Like Swainson, Heyob is an avid angler, with muskies a particular passion. He says one problem with holding a big fish vertically is that the fish appears to calm down. Heyob says the fish are calm only because they're nearly paralyzed from vertebrae strain.
Heyob: "We have an Ohio-based muskie club annual tournament that Ohio Division of Wildlife personnel often attend. We keep a redwood measuring board handy that we also use in our research. One of the contestants caught a muskie that they hung from a hook at the marina. When they measured it with a tape it was 51 inches long. When we remeasured it on the board it had shrunk back to 49 inches." The extra length was from vertebrae separation.
If you must measure a fish, Heyob and Swainson recommend doing it while the fish is in the water alongside the boat. "In a perfect world," Heyob says, "we'd just look at the fish in the water and remove the hooks. But many anglers want a picture or two and sometimes the actual weight of a big fish."

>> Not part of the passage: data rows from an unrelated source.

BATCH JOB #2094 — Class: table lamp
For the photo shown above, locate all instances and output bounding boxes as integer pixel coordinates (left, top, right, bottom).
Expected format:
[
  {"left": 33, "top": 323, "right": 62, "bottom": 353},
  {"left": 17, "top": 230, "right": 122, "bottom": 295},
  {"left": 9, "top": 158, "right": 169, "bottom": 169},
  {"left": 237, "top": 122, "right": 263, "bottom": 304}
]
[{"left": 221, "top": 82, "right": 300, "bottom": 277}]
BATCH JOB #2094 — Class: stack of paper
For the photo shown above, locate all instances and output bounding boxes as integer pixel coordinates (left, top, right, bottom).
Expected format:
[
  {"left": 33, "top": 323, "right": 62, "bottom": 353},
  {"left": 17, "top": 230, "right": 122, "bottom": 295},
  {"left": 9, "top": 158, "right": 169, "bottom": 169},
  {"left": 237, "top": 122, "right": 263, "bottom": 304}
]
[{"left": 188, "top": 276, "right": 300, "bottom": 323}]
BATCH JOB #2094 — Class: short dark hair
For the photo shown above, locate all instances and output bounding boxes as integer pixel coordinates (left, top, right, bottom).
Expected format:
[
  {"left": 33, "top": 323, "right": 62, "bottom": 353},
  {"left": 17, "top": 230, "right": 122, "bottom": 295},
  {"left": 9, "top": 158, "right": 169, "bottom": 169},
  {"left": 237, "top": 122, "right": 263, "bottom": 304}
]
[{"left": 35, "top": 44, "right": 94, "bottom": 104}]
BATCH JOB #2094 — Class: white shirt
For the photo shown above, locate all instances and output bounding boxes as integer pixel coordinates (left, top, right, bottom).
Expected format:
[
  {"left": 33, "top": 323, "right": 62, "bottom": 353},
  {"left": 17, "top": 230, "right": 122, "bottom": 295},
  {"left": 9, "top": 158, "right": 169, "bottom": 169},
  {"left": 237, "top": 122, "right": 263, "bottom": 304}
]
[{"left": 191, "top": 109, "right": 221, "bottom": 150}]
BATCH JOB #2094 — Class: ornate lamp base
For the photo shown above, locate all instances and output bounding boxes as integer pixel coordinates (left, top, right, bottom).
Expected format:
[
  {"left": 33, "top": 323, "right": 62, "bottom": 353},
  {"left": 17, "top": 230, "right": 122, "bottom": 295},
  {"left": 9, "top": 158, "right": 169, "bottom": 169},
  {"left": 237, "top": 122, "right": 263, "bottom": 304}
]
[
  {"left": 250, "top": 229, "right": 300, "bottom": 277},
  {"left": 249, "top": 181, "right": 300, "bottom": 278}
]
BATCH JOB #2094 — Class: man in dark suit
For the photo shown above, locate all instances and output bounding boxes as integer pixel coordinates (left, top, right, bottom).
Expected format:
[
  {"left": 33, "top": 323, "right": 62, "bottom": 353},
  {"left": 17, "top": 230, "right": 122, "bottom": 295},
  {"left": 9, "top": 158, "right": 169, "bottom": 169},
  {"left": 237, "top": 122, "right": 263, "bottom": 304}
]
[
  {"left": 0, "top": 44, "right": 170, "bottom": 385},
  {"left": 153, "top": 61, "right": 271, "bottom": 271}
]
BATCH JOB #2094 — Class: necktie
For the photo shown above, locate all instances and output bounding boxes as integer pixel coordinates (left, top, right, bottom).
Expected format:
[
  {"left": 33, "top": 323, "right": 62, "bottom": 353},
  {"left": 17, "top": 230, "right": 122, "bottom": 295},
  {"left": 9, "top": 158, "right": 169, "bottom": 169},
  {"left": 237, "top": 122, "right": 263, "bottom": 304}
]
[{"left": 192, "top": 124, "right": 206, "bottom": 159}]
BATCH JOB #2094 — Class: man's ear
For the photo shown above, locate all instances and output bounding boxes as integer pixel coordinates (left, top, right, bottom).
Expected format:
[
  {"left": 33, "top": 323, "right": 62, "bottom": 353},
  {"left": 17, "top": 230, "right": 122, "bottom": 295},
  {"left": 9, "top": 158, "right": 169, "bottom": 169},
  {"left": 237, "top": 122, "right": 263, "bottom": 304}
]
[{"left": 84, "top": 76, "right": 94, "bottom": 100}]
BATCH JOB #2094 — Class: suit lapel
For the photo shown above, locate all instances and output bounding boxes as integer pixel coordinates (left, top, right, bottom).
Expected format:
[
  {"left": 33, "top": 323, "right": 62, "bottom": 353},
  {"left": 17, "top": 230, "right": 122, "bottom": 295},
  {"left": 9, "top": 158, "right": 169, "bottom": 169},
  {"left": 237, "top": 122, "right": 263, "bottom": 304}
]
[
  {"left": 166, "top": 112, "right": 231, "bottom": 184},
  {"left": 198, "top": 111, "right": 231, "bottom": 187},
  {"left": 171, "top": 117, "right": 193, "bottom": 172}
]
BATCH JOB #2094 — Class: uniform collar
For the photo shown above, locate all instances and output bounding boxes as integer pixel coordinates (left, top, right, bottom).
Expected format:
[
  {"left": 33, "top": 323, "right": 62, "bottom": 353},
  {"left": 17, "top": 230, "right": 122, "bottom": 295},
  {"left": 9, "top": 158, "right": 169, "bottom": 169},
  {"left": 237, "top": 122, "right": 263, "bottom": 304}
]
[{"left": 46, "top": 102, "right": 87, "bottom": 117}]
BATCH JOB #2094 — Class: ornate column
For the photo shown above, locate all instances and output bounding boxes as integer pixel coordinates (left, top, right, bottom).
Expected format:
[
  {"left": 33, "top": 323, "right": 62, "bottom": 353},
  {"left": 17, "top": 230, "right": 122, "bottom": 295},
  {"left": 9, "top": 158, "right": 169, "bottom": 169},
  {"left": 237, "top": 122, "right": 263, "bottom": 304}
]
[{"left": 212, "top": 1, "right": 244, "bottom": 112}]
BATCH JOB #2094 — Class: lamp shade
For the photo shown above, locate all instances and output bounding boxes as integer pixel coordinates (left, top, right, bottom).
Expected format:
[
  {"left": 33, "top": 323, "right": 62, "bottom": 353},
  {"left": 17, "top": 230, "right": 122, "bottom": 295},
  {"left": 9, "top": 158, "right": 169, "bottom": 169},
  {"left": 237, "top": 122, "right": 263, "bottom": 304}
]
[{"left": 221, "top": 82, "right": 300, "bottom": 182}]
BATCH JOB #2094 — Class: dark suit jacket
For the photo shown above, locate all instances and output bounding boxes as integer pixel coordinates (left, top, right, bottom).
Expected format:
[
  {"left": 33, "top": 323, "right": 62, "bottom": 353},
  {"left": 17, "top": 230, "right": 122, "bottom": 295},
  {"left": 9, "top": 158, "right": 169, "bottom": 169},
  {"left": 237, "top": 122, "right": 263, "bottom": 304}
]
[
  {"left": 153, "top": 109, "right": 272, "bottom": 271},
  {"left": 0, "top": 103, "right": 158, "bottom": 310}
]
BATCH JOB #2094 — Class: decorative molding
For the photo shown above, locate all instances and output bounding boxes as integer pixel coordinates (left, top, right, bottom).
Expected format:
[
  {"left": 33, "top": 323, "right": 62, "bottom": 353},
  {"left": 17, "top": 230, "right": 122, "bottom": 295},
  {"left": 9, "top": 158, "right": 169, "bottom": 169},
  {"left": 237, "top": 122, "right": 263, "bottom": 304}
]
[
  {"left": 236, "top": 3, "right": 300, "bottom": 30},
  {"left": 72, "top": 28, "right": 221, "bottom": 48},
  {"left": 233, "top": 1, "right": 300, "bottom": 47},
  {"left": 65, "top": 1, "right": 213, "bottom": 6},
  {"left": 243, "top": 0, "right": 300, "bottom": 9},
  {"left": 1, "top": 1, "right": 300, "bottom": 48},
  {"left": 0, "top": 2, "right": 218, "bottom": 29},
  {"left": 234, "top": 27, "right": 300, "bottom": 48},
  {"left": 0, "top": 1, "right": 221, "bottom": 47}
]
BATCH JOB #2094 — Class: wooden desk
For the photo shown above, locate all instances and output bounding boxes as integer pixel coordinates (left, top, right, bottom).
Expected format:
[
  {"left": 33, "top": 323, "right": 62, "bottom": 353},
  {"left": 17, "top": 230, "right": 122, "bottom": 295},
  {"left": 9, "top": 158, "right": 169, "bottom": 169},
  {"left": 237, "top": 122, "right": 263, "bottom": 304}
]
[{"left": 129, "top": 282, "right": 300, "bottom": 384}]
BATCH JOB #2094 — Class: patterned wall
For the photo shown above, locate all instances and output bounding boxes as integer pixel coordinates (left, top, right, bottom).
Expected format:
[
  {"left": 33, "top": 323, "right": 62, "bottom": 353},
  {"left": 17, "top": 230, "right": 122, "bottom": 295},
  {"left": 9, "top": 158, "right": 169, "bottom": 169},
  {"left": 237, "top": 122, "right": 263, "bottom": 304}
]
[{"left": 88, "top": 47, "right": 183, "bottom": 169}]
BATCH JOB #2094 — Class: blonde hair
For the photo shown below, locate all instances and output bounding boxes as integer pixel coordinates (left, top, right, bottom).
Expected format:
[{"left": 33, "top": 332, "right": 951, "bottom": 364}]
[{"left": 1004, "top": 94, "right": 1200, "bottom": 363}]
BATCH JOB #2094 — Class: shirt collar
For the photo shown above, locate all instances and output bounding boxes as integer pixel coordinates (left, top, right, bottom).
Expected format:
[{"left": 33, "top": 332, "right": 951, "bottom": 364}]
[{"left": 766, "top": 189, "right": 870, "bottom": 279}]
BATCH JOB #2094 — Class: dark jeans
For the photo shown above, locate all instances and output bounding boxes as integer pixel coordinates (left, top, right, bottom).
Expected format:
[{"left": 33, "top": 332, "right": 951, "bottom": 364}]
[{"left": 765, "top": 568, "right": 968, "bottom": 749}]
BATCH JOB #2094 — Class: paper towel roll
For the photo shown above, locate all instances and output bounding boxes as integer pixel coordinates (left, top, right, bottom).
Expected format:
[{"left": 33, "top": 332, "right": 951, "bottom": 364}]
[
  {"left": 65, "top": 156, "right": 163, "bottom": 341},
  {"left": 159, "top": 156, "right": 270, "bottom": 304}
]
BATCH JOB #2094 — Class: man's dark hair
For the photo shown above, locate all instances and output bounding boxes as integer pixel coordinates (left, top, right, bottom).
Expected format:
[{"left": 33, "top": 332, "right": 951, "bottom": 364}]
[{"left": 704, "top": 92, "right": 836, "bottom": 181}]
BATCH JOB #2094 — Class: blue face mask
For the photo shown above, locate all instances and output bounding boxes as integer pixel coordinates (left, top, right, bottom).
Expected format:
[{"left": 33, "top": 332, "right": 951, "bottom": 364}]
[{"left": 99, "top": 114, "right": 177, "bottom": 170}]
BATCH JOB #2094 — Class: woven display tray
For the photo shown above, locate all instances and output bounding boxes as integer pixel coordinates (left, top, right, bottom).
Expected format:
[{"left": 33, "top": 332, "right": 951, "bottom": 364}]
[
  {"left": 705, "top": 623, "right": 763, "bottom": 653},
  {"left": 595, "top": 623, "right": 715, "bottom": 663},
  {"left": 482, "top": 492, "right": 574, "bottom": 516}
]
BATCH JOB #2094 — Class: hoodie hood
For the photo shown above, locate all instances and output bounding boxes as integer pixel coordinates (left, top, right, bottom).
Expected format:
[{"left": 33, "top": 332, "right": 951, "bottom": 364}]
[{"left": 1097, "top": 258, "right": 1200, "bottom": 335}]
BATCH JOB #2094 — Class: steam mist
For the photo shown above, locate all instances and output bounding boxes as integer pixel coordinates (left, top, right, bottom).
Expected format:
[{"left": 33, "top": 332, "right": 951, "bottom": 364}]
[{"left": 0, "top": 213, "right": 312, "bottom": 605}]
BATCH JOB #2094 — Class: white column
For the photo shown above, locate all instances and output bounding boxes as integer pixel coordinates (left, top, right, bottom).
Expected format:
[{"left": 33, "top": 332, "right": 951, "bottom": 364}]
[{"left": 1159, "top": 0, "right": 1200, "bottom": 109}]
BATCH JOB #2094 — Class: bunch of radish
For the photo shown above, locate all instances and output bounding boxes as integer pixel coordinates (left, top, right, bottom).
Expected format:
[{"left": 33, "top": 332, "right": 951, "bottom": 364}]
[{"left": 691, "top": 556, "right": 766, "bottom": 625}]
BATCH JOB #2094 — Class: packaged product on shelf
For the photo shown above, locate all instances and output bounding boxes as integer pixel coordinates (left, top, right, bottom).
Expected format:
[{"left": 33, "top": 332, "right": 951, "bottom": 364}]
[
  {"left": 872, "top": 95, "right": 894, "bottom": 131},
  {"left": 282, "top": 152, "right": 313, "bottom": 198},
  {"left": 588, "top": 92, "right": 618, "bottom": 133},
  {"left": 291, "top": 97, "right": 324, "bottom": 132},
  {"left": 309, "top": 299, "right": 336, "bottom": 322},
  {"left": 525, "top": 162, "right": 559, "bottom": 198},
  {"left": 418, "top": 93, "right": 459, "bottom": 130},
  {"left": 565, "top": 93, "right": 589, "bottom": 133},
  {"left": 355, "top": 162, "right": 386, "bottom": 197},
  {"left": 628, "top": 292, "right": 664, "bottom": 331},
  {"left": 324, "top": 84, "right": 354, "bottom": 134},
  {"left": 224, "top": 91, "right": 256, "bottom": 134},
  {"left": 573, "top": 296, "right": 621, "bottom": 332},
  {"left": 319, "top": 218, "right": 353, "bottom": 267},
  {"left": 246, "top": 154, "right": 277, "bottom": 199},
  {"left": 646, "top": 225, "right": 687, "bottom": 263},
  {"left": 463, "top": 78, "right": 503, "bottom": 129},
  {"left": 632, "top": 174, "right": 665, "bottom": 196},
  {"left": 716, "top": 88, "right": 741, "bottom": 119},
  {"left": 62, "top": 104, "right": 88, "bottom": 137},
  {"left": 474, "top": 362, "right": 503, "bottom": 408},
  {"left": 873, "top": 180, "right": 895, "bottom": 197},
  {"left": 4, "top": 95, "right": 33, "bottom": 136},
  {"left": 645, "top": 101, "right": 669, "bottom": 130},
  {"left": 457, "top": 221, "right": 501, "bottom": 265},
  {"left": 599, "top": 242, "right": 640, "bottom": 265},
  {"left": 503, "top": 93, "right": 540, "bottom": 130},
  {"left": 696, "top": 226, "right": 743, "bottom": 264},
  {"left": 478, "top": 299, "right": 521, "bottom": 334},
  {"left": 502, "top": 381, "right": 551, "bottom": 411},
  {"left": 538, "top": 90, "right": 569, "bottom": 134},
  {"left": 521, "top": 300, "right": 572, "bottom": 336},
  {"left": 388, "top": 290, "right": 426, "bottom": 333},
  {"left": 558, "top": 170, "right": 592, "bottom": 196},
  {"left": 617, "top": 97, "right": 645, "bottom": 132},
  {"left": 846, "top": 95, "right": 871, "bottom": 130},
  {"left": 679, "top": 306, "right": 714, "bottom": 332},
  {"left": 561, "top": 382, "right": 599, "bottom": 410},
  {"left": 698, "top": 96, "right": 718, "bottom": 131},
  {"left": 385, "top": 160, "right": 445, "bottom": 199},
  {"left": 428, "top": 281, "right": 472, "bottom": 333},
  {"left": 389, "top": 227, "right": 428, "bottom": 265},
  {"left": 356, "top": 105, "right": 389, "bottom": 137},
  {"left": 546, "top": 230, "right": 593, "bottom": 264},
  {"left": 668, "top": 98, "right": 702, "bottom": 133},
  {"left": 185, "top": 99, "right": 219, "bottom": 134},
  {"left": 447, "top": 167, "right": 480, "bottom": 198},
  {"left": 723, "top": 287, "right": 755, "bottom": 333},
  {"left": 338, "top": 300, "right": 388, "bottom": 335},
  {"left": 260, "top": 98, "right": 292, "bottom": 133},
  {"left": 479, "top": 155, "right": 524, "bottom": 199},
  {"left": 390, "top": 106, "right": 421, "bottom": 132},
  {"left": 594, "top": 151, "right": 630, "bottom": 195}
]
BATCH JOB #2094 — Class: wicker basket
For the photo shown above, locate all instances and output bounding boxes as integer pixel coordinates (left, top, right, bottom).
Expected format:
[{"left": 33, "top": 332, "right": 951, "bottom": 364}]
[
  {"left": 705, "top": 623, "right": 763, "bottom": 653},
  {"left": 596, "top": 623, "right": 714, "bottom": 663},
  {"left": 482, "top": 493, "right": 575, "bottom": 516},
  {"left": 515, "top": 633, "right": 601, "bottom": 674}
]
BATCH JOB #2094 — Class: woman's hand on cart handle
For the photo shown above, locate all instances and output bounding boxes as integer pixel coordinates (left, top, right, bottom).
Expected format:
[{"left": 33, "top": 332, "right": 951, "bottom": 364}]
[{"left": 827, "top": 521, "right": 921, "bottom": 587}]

When lifting a large fish out of water, it's essential to support most of its weight with one hand under the belly. It's the same for using one of the new tools that grips a fish's mouth and contains a built-in scale. A more fish-friendly weighing method, according to Heyob, is to lift the fish in a knotless net turned on its side, using the gripping tool to hang onto the hoop to get the weight (subtract the net weight).